Montag, 7. Dezember 2015



7.12., Havanna
Mein Vermieter setzt sich zum Frühstück dazu und spielt ein paar Lieder auf seiner Gitarre, dann zeigt er mir das Flachdach, auf dem er eine Terrasse einrichten will. Da hat er noch viel vor. Schon der klaustrophobische Aufgang ist wie ein Bergwerksstollen dauerprovisorisch mit Holzbalken verstrebt. Oben ein Gewirr aus Strom- und Wasserleitungen und große Wassertanks. Der Ausblick erinnert mich an Delhi.
Ich besuche das Museo de la Revolucion, untergebracht im ehemaligen Präsidentenpalast. Von hier aus regierte einst Batista, hinter einem sehr schönen Schreibtisch mit der üblichen Fahne und den üblichen Füllfederhaltern. Daneben liegt der Versammlungsraum der Minister mit einem sehr schönen Klo, das ich aus Gründen des Denkmalschutzes nicht benützen darf. Ich hätte es schon nicht kaputt gemacht, mein Stoffwechsel unterscheidet sich  sicher nicht wahnsinnig von dem eines prähistorischen Ministers. Viel Propaganda, vereitelte oder gelungene Anschläge, Revolutionen und Konterrevolutionen.  Hinter dem Palast ist neben Landrovern und Jeeps, Panzern und Flugzeugen auch die achtzehn Meter lange Jacht Grandma, mit der Castro und einundachtzig weitere Revolutionäre mit umstürzlerischen Absichten 1956 von Mexico nach Kuba übergesetzt haben, ausgestellt. Die Yacht ist ja ganz schön, aber zweiundachtzig Typen? Sieben Tage hat die Überfahrt gedauert und bei der Landung wurde die Partie gleich von Batistas Armee aufgerieben. Nur zwölf Männer konnten entkommen, die Revolution fand mit etwas Verspätung trotzdem statt. 1958 marschierten Fidel und Che ungehindert in Havanna ein und Batista buchte sich einen längeren Urlaub auf der Domrep. Hochinteressant das alles, aber für hier viel zu umfassend.

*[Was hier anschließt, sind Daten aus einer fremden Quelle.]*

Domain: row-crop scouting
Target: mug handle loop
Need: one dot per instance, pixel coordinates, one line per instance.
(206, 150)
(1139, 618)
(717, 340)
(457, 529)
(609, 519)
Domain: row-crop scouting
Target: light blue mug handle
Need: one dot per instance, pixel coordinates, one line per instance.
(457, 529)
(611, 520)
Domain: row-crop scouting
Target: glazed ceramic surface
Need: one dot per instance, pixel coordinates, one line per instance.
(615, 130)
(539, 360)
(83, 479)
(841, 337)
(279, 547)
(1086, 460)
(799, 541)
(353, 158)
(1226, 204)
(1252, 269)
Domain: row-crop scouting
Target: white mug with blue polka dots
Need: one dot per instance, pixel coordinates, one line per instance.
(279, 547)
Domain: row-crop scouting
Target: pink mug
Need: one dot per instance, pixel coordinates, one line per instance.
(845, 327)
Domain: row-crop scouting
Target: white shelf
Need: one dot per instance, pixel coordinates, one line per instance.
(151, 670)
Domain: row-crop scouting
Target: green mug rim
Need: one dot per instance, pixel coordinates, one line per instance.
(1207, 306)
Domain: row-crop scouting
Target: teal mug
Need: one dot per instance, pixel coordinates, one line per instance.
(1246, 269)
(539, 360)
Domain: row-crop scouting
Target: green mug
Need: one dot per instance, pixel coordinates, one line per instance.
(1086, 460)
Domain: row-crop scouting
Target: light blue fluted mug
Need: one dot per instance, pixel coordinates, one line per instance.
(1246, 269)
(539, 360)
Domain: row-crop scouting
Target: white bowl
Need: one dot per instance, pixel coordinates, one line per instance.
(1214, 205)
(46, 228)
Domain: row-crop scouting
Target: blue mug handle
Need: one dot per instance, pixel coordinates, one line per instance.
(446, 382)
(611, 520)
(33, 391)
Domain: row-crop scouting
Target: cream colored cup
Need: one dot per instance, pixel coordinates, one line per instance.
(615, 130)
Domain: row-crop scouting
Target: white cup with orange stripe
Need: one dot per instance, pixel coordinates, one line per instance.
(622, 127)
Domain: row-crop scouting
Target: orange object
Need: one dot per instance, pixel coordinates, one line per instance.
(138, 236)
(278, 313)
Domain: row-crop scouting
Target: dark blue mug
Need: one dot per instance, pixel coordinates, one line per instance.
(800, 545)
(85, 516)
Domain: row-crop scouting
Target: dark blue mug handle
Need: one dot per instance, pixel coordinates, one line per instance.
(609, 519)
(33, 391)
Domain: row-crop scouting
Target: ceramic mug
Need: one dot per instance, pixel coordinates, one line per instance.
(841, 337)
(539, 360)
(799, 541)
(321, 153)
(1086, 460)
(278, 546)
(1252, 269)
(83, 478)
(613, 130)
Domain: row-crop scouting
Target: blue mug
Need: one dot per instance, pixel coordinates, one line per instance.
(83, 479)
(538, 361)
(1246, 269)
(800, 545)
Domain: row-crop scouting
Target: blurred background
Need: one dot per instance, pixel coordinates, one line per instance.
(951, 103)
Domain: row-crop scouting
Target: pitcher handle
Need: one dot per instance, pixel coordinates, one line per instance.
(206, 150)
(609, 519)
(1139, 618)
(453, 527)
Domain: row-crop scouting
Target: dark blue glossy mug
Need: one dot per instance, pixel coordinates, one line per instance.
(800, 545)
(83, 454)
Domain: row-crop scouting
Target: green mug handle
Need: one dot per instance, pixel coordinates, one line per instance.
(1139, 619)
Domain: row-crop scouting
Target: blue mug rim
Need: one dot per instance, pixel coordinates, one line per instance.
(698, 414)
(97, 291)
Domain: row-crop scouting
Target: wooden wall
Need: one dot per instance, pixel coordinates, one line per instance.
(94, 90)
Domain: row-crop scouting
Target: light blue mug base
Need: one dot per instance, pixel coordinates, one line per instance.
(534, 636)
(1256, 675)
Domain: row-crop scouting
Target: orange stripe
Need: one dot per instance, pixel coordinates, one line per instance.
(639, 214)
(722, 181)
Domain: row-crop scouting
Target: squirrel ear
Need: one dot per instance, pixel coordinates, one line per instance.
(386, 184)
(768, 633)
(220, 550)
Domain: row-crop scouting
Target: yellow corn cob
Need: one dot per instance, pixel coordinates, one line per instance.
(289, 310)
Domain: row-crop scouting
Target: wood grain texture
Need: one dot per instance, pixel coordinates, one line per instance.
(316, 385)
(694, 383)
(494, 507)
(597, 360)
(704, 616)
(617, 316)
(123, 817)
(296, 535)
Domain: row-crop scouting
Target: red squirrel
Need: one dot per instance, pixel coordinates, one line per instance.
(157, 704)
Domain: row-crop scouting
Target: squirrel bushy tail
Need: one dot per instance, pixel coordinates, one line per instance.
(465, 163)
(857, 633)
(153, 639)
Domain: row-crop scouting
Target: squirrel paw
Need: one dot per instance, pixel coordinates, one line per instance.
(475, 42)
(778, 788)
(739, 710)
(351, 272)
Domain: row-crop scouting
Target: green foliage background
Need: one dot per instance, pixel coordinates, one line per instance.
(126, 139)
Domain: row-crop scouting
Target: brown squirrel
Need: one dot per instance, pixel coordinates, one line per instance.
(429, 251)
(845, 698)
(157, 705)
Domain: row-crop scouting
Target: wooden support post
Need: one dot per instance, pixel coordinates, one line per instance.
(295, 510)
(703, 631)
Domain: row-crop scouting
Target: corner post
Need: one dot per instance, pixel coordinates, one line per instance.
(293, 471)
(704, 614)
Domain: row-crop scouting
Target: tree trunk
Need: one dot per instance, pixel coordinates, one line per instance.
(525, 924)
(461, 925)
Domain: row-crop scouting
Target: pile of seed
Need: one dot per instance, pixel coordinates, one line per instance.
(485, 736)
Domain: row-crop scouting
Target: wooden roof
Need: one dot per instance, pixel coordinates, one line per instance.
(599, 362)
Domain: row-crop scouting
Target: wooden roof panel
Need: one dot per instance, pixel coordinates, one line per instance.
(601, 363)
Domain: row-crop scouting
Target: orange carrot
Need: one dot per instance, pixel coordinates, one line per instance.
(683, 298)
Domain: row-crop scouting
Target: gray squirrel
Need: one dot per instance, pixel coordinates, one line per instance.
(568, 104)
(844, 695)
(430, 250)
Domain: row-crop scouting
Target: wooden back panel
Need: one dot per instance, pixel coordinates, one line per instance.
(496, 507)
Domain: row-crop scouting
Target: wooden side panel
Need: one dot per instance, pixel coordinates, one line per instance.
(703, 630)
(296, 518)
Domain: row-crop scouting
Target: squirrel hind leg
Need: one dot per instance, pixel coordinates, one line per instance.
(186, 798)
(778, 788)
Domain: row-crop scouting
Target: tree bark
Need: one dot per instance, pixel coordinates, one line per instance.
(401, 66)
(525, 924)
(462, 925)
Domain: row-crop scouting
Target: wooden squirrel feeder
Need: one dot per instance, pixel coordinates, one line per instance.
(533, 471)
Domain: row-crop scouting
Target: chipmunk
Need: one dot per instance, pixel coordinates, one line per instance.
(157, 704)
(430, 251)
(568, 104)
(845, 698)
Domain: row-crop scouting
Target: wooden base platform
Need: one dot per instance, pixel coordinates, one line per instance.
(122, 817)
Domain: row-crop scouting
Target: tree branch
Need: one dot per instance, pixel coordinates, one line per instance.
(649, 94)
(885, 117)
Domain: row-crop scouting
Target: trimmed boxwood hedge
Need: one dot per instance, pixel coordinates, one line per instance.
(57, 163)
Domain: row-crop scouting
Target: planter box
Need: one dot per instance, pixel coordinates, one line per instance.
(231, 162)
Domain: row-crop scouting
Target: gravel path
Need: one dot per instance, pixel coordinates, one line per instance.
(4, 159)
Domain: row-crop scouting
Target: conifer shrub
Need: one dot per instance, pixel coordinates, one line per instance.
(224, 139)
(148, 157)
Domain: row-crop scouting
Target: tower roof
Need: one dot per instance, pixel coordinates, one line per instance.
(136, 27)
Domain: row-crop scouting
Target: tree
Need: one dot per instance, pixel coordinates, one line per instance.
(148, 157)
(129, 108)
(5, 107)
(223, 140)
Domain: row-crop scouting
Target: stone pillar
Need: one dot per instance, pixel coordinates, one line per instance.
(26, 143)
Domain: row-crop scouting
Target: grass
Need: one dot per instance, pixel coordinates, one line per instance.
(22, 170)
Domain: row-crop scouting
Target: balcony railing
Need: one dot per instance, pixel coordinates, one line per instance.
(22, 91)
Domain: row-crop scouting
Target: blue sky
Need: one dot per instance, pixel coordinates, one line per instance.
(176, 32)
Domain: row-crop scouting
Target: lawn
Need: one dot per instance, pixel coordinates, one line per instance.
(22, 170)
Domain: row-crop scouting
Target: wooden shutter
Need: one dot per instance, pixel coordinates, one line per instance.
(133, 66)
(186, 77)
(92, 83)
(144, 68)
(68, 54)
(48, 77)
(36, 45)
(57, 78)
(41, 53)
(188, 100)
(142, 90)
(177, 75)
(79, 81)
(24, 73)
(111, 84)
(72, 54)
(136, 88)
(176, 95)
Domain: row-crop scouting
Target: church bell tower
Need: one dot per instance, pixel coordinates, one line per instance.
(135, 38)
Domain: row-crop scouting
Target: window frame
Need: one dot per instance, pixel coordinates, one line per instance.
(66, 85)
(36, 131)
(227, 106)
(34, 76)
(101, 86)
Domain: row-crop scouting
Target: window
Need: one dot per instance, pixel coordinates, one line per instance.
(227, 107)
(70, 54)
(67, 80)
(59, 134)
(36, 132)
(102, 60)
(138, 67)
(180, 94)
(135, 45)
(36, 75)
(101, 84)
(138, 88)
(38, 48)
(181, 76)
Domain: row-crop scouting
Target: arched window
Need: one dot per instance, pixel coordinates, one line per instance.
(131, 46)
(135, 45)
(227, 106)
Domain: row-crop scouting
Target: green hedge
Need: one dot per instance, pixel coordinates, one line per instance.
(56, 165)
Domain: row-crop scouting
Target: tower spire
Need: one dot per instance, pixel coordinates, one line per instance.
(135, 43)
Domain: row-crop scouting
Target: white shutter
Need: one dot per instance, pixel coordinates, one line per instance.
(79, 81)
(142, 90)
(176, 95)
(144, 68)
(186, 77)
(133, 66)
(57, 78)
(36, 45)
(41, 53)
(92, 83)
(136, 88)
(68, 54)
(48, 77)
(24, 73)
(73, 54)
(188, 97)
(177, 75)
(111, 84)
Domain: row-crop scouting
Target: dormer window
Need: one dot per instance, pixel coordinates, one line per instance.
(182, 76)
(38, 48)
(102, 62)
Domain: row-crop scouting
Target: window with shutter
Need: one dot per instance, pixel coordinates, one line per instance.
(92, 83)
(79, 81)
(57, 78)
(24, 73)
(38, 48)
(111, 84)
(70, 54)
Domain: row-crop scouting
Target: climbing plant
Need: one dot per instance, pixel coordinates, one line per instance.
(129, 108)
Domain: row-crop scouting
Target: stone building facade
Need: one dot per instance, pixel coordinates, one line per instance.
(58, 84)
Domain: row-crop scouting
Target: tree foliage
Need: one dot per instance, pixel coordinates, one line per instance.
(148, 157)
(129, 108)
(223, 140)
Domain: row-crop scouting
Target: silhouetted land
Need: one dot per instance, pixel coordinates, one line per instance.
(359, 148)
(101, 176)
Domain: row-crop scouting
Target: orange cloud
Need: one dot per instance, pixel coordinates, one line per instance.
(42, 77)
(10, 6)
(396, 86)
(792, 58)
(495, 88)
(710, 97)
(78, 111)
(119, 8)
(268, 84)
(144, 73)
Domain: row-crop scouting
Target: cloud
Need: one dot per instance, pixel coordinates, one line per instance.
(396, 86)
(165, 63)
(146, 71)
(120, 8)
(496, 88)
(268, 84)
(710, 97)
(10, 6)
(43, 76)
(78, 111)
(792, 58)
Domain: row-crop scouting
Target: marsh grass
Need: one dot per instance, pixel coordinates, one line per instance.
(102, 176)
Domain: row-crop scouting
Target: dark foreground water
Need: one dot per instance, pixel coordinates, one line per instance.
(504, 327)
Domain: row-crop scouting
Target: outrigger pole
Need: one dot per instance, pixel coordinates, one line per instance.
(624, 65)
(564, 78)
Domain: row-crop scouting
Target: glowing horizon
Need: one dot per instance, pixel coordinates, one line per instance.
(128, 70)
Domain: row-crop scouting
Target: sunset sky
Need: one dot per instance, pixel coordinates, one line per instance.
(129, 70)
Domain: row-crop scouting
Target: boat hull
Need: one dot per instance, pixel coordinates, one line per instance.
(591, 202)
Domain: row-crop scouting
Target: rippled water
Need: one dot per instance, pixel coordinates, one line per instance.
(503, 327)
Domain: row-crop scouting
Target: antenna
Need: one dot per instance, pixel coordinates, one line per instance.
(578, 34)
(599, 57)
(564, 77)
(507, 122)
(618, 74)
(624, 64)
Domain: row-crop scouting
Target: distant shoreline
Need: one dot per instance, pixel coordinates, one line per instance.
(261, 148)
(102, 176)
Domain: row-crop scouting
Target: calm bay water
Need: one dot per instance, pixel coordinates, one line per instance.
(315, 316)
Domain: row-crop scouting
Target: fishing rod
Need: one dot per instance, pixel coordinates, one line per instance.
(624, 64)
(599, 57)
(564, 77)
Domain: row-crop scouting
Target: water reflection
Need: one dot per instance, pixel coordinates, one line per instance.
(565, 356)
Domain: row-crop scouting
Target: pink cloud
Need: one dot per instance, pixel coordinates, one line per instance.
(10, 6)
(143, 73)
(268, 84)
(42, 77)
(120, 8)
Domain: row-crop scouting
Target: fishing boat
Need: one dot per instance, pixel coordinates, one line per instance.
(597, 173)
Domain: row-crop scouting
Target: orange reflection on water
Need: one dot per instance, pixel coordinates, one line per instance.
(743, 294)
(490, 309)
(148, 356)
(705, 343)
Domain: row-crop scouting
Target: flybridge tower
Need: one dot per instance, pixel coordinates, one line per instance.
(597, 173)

Weiter im Osten stehen dann die gewaltigen Festungen. Nachdem Havanna im sechzehnten Jahrhundert mehrmals von französischen Piraten geplündert worden war, ließen sich die Spanier nicht lumpen und errichteten zunächst die zwei größten Festungen Amerikas ihrer Zeit. Ein Weilchen war dann einmal Ruhe, bis die Briten quasi von hinten kamen, ordentlich aufmischten und Havanna nach elfmonatiger Besatzung gegen Florida eintauschten. Seltsam, aber so steht es geschrieben. Die Spanier bauten also noch eine Festung, was Havanna damals zur am besten befestigten Stadt der Welt machte. Diese ganzen Anlagen sind bis heute erhalten und warten auf meine Erforschung, das wird aber erst in den nächsten Tagen passieren. Inzwischen streife ich die Altstadt und schlendere über den Plaza de Armas, dem ältesten Platz Havannas, der schon um 1520 angelegt wurde. Meerseitig steht eine Burg wie aus dem Bilderbuch mit schrägen Mauern und in Kleeblattform, einem unüberwindlichen Wassergraben und Hängebrücken darüber. Noch weiter östlich, vorbei an Klöstern und Kirchen dann der Hafen mit seinen alten Piers und vergammelten Lagerhallen. In einer von ihnen ist ein Markt mit Plunder untergebracht, wo ich mich mit einer Kokosnuss mit einem Schuss Zitrone und Rum stärke. So findet sich noch Kraft für das längste erhaltene Teilstück der alten Stadtmauer, die die mittlerweile scheinbar paranoid gewordenen Spanier im siebzehnten Jahrhundert auch noch gebaut haben. Eineinhalb Meter dick, zehn Meter hoch, mit elf schwer bewachten Toren. Dann reicht´s aber für heute. Später beim Frisör, den ich schon dringend notwendig hätte, eine Themenverfehlung des weiblichen Personals. Statt mir die Haare zu schneiden, führt mich eine Dame kurzerhand in ein Zimmer mit Bett. Der Frisör sei gerade nicht da, wir könnten uns aber derweilen anderweitig vergnügen. Ob sie mir nicht schnell die Maschine geben könnte, ich würde mir die Haare auch selbst schneiden? Ihre Maschine hätte sie immer dabei, sagt sie und deutet auf einschlägige Körperpartien. Ich flüchte. Ein Wahnsinn. Schon gestern wollte sich eine überschminkte Tante mit eindeutigen Absichten Zutritt zu meinen Gemächern verschaffen und nur das massive Gitter vor meiner Tür konnte sie daran hindern. Ich fürchte um meine Unschuld.